Without it, we are gutted. We will be further depressed, constricted and withered along with the rest of Europe, only worse.
McWilliams wrote of 'internal devaluation'. That is devaluation without the mechanisms of independence that make it possible to devalue the currency. The only other way to devalue is to sack people, saving their wages but destroying companies by forcing them to make and sell their goods at uncompetitive prices. To this has to be added the third force destroying incentive: the need for the Government to cut its spending radically.
We are already imprisoned by the Troika, forcing us to do just that, relentlessly cutting expenditure. They will go on pursuing this negative set of objectives.

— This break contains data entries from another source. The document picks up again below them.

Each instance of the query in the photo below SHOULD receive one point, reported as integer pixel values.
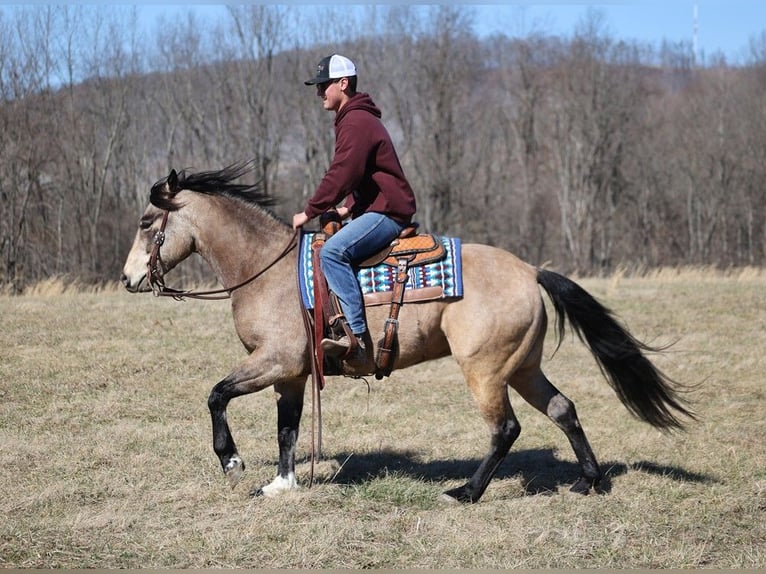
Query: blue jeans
(357, 240)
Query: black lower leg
(502, 441)
(562, 411)
(223, 442)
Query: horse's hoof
(235, 470)
(444, 497)
(460, 494)
(583, 485)
(277, 486)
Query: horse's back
(501, 314)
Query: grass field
(106, 458)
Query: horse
(495, 331)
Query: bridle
(157, 281)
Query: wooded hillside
(587, 152)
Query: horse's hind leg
(496, 408)
(538, 391)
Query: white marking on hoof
(235, 470)
(279, 485)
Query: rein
(157, 282)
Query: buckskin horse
(495, 331)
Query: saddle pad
(426, 282)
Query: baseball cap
(331, 68)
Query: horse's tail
(644, 390)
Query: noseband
(157, 282)
(154, 266)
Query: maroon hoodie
(365, 169)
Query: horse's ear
(173, 182)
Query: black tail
(643, 389)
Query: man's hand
(299, 220)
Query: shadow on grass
(540, 471)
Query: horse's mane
(219, 182)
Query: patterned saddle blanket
(440, 280)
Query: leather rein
(157, 281)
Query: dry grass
(106, 461)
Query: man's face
(332, 94)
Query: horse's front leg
(290, 405)
(289, 410)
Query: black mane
(213, 183)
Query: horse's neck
(238, 241)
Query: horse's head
(162, 240)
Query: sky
(723, 26)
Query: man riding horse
(366, 172)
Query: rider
(366, 172)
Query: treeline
(586, 152)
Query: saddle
(407, 250)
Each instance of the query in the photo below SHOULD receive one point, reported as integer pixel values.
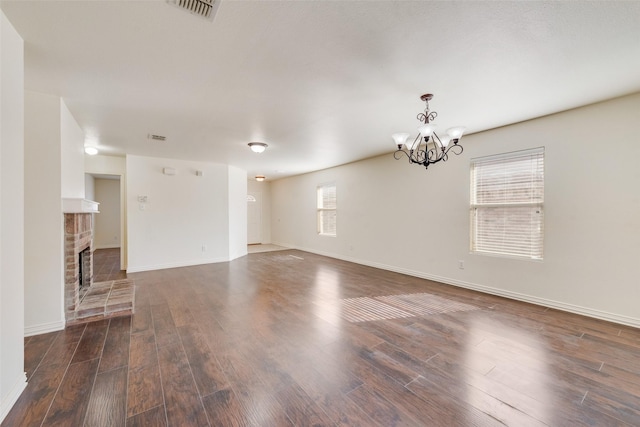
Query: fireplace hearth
(85, 300)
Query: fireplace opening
(84, 270)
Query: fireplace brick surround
(77, 237)
(94, 301)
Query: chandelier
(420, 151)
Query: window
(507, 195)
(327, 210)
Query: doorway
(254, 218)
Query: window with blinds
(327, 205)
(507, 201)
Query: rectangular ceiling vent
(153, 137)
(206, 9)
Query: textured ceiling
(322, 82)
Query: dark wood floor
(265, 341)
(106, 265)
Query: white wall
(89, 187)
(237, 212)
(107, 222)
(186, 218)
(44, 232)
(400, 217)
(12, 376)
(264, 188)
(72, 155)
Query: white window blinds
(507, 196)
(327, 205)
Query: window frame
(521, 193)
(322, 210)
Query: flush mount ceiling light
(258, 147)
(426, 132)
(92, 151)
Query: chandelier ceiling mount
(428, 147)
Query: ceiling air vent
(204, 8)
(153, 137)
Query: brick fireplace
(92, 301)
(77, 238)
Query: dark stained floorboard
(262, 341)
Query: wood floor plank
(72, 398)
(207, 372)
(36, 349)
(92, 341)
(164, 327)
(224, 409)
(144, 389)
(108, 402)
(143, 350)
(154, 417)
(116, 347)
(183, 403)
(141, 319)
(261, 341)
(35, 400)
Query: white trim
(176, 264)
(44, 328)
(570, 308)
(9, 399)
(115, 246)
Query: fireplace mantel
(79, 206)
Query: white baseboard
(137, 269)
(44, 328)
(571, 308)
(9, 399)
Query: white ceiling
(322, 82)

These objectives -- deeply painful to poorer families, the elderly, the ill, those in education, those unemployed and the squeezed middle classes -- will reduce all personal spending as the above scenario bites deeper. So where is the self-confidence, prophesied by the 'Irish Times', a paper dedicated to austerity measures while at the same time seeing optimism in the future?
The truth is harsher. The rigid policies being engineered for us within the terms of the proposed international treaty will make our escape from poverty more difficult. Government spending will be reduced dramatically. If the Government is not spending, and the people who can are saving against an unforeseeable but increasingly ominous set of economic threats, who is going to lift our spirits?
The external economic forces affecting Ireland's recovery are designed to strip us of the ability to recover through competitiveness.
And remaining in the euro -- apart from the vague and emotional miracles of self-confidence, fortitude, the recovery that inspired Europe well before the majority of the present population were born -- will continue that process of stripping us. For example, all of the savings derived from the stringent Budget last month were then squandered in paying Europe's January charge on our economy for bank bonds! That madness will continue.
Saving the euro, to which we are inextricably linked under present policies, is a serious and growing handicap on selling our goods abroad.
And, as David McWilliams has pointed out, we are not reducing wages so that prices can be reduced -- which is what competition is all about -- instead, we are reducing jobs and this looks like real wages are coming down. What is coming down is the crucial output on which economic growth depends. Manufactured exports are not coming down but economic growth, due to the domestic economy suffering, is.
There is some evidence, very slight, that remaining in the euro is being questioned within Government. There is recognition, by bright politicians, that our present course is a Titanic journey towards an iceberg that will put us at the bottom of the economic sea, in a huge, even spectacular loss. But there is no serious debate, either with ourselves, or with the companion PIIGS (Portugal, Italy, Ireland, Greece and Spain) countries that share our dilemma, or with Europe in any intensive way. We are waiting to see what will be done to us.
It is crucially urgent that we start such a debate with the other Piigs countries. We are not thinking for ourselves. We are actually thinking for others in the richer euro countries who are preparing to take us for another ride -- one that seems to be towards catastrophe.